Media Berita Online Bali Terkini, Kabar Terbaru Bali - Beritabali.com

Komisi I DPRD Bali Terima KEPET Desa Adat Jimbaran Terkait Pelaba Pura

Wakil Ketua DPRD Provinsi Bali, Komang Nova Sewi Putra bersama Ketua Komisi I DPRD Bali Nyoman Budi Utama beserta sejumlah anggota yaitu Ketut Tama Tenaya, Dewa Rai Budiasa, serta Gede Harja menerima rombongan Kesatuan Penyelamat Tanah (KEPET) Desa Adat Jimbaran bersama ratusan krama, Senin (3/2/2025) di wantilan DPRD Bali. (foto/ist)
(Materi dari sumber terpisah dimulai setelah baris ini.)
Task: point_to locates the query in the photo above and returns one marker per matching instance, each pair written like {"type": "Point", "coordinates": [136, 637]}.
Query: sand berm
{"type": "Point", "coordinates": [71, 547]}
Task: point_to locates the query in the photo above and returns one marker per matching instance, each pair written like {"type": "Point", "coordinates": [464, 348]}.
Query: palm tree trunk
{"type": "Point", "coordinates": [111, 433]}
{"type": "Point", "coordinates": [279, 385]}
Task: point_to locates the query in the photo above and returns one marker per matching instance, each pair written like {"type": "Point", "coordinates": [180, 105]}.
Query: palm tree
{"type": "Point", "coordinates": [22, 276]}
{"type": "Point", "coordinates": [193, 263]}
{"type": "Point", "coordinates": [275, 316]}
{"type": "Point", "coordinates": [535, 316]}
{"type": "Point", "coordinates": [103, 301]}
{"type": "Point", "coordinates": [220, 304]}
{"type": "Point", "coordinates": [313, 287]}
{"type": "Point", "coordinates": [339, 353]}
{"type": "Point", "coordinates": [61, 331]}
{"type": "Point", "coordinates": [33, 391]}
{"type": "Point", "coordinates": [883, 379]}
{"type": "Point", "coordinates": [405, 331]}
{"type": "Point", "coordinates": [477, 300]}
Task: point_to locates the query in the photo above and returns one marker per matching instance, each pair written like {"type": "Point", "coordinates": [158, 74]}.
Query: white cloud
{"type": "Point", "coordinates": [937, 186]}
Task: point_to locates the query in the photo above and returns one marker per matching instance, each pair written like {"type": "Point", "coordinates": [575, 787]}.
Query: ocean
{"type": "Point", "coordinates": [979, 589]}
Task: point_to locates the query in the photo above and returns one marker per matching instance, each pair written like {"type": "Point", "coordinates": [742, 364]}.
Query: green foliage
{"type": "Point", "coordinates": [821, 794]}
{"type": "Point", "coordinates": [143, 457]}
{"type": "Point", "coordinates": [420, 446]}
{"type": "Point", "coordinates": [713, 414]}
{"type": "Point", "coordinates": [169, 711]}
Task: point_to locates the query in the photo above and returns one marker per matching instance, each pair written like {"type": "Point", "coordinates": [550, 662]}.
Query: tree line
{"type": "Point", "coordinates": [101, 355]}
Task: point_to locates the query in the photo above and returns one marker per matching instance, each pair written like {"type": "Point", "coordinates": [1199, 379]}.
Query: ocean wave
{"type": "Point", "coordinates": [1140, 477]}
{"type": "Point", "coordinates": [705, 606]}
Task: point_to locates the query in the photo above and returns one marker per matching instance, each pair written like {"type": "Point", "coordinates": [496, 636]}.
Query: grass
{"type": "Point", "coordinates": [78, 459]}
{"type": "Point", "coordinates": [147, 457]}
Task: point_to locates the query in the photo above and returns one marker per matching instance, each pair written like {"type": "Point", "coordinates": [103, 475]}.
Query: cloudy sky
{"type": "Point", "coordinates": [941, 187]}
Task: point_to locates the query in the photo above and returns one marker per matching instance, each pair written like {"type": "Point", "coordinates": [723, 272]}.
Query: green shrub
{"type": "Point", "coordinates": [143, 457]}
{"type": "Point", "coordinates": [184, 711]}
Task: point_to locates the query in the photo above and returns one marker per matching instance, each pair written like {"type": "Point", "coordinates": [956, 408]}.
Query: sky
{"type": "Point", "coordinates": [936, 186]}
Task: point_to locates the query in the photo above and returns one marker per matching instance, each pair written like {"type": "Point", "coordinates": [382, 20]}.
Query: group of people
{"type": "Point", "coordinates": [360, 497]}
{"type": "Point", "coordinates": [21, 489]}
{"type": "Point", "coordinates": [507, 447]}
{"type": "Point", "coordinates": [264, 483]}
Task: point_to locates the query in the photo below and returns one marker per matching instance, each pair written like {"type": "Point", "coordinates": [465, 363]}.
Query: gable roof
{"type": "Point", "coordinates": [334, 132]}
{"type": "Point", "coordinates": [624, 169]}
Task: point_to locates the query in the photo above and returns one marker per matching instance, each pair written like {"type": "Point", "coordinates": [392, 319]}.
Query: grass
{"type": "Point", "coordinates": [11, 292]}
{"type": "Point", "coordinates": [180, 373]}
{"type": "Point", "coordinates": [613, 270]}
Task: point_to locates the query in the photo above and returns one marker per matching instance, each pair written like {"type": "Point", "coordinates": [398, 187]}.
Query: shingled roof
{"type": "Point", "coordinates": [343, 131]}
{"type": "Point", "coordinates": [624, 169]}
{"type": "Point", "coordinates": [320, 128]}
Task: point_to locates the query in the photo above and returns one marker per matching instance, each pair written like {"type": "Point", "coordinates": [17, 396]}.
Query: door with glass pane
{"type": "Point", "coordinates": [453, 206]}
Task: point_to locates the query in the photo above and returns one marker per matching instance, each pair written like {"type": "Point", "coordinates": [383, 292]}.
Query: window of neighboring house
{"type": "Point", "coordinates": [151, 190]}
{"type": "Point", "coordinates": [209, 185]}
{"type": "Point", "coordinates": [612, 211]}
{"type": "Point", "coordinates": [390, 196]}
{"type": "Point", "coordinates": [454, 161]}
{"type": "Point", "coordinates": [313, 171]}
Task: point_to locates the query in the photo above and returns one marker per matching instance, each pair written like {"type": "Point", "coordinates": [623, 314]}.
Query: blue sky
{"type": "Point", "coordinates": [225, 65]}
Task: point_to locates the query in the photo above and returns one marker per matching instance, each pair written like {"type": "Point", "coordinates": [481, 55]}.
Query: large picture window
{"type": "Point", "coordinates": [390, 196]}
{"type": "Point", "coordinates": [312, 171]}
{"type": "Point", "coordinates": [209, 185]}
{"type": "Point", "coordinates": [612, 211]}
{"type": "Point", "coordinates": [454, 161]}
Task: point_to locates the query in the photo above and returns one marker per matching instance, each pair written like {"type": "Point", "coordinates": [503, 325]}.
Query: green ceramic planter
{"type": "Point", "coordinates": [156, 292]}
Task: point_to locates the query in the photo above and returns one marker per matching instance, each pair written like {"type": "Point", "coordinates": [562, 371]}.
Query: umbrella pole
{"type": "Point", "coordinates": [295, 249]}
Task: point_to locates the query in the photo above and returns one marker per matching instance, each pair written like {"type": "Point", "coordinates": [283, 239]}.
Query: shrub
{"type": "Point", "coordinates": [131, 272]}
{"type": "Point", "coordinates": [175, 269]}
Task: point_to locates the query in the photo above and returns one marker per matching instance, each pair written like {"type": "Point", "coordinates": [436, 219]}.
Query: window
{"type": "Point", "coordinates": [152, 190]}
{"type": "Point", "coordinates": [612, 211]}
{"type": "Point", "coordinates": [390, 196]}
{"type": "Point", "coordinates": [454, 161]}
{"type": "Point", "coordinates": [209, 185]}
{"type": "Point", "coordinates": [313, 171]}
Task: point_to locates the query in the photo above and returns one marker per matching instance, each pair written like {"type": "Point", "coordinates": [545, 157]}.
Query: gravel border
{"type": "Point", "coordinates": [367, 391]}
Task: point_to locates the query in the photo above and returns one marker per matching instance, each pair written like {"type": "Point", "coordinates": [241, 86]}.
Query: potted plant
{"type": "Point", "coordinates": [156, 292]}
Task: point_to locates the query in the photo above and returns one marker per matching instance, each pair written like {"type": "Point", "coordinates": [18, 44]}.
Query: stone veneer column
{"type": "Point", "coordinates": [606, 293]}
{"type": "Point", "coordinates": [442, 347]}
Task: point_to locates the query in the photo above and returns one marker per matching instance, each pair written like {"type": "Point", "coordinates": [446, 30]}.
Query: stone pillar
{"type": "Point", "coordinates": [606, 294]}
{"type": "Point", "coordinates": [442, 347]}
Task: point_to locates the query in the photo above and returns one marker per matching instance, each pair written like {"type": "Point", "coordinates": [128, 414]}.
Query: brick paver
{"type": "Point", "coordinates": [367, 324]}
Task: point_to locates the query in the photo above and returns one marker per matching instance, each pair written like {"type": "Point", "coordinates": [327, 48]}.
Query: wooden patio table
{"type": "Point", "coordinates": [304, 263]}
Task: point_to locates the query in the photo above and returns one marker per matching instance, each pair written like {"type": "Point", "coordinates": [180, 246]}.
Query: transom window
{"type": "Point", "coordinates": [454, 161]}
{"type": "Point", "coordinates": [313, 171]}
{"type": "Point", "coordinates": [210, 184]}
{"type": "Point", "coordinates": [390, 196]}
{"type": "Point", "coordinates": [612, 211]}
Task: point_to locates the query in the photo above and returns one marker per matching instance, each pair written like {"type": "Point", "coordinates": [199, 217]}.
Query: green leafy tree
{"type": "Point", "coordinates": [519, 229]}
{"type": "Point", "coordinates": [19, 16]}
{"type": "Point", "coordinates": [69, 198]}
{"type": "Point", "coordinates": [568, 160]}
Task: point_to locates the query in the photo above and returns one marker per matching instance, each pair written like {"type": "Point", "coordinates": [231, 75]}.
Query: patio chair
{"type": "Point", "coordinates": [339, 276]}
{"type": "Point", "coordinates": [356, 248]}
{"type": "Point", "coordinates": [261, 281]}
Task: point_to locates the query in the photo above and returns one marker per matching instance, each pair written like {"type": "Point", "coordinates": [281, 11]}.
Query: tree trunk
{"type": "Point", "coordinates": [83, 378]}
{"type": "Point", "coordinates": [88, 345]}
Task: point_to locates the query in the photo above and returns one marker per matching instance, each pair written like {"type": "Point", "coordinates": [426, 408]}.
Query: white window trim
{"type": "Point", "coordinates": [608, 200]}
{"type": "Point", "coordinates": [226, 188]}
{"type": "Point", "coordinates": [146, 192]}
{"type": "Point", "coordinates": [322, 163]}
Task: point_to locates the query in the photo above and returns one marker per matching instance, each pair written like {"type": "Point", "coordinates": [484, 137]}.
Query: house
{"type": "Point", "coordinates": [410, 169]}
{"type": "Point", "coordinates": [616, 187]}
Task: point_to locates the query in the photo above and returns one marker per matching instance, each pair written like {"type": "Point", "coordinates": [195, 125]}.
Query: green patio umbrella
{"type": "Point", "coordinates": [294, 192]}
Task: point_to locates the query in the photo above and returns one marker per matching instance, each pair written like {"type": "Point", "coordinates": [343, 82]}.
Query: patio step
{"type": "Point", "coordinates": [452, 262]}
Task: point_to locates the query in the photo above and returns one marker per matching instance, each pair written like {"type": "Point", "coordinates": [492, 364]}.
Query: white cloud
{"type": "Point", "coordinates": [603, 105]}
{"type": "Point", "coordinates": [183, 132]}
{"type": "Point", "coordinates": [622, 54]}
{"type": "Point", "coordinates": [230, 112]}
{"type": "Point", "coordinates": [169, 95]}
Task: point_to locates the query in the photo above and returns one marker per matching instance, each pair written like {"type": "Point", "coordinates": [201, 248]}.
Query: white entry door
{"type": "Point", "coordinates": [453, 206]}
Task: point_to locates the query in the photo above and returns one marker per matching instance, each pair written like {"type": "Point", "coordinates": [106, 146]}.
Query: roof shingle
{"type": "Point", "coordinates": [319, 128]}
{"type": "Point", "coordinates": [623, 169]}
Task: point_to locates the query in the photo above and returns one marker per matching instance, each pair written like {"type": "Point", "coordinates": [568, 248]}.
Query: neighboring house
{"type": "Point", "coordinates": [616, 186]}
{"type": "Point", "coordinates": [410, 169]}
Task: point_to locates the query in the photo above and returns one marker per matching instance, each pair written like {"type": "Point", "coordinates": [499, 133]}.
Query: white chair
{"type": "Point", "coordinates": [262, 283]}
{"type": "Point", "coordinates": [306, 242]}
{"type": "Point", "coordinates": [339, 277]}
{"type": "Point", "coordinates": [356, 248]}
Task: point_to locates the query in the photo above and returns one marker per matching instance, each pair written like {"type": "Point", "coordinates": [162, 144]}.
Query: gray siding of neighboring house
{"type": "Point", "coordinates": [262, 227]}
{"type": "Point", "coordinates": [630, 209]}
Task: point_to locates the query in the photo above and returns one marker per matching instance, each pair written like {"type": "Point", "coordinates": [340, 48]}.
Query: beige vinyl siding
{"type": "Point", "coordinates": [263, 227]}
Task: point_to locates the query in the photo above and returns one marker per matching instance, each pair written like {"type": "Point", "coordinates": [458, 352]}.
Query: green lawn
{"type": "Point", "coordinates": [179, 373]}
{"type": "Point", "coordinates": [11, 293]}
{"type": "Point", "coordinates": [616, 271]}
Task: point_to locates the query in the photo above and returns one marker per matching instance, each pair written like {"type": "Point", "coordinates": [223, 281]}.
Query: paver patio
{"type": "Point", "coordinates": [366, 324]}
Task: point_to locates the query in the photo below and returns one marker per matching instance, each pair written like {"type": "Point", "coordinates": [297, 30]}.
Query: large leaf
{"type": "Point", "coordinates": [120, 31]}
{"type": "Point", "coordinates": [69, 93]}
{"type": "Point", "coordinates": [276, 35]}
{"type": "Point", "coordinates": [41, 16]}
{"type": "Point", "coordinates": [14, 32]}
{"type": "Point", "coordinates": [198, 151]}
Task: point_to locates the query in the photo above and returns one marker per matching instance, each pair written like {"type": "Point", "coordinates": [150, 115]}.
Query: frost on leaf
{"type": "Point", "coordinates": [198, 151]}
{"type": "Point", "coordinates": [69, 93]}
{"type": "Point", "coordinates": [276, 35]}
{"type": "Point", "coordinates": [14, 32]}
Denpasar, PorosBali.com- Wakil Ketua DPRD Provinsi Bali, Komang Nova Sewi Putra bersama Ketua Komisi I DPRD Bali Nyoman Budi Utama beserta sejumlah anggota yaitu Ketut Tama Tenaya, Dewa Rai Budiasa, serta Gede Harja menerima rombongan Kesatuan Penyelamat Tanah (KEPET) Desa Adat Jimbaran bersama ratusan krama, Senin (3/2/2025) di wantilan DPRD Bali.

Para wakil rakyat tersebut didampingi oleh Plt. Sekwan Gusti Ngurah Wiryanata bersama perwakilan OPD terkait.

Di hadapan wakil rakyat Provinsi Bali itu, rombongan KEPET mengadukan soal tanah pelaba Pura Ulun Suwi di Desa Adat Jimbaran yang luasnya sekitar 20 hektar “diambilalih” oleh pihak investor. 

Nyoman Tekat, salah seorang tokoh Jimbaran mengungkapkan, sebelum Indonesia merdeka, warga sudah menjadi penggarap tanah-tanah tersebut. Waktunya sudah berpuluh-puluh tahun sejak Kerajaan Mengwi. Tanah-tanah tersebut warisan dari Kerajaan Mengwi untuk pelaba Pura Ulun Suwi. “Tanah tersebut digarap warga, kemudian hasilnya dibagi untuk kepentingan pura berupa palawija,” tegas mantan anggota DPRD Badung tersebut.

Tekat juga mengatakan setiap "aci" (persembahan), krama dikenakan uran (urunan) berupa ayam untuk tabuh rah di Pura Ulun Suwi. Seiring waktu, hasil bumi tak lagi mencukupi untuk biaya "aci" sehingga akhirnya sistem pun diubah dengan sistem penglagan. “Penyakap membayar iuran antara Rp 2.500 hingga Rp 7.000 (nilai waktu itu, red) per garapan yang luasnya 1 hingga 5 hektar,” tegasnya.

Seiring berjalan waktu, setelah merdeka, tanah tersebut dikuasai oleh negara dan pada tahun 1994-1995 terjadi penggusuran massal. “Saat itu, pendidikan warga sangat kurang sehingga tidak tahu ke mana harus mengadu. Tanah diambilalih aparat dan pembebasannya kurang manusiawi dan tanah itu wajib diserahkan ke PT CTS,” ungkapnya.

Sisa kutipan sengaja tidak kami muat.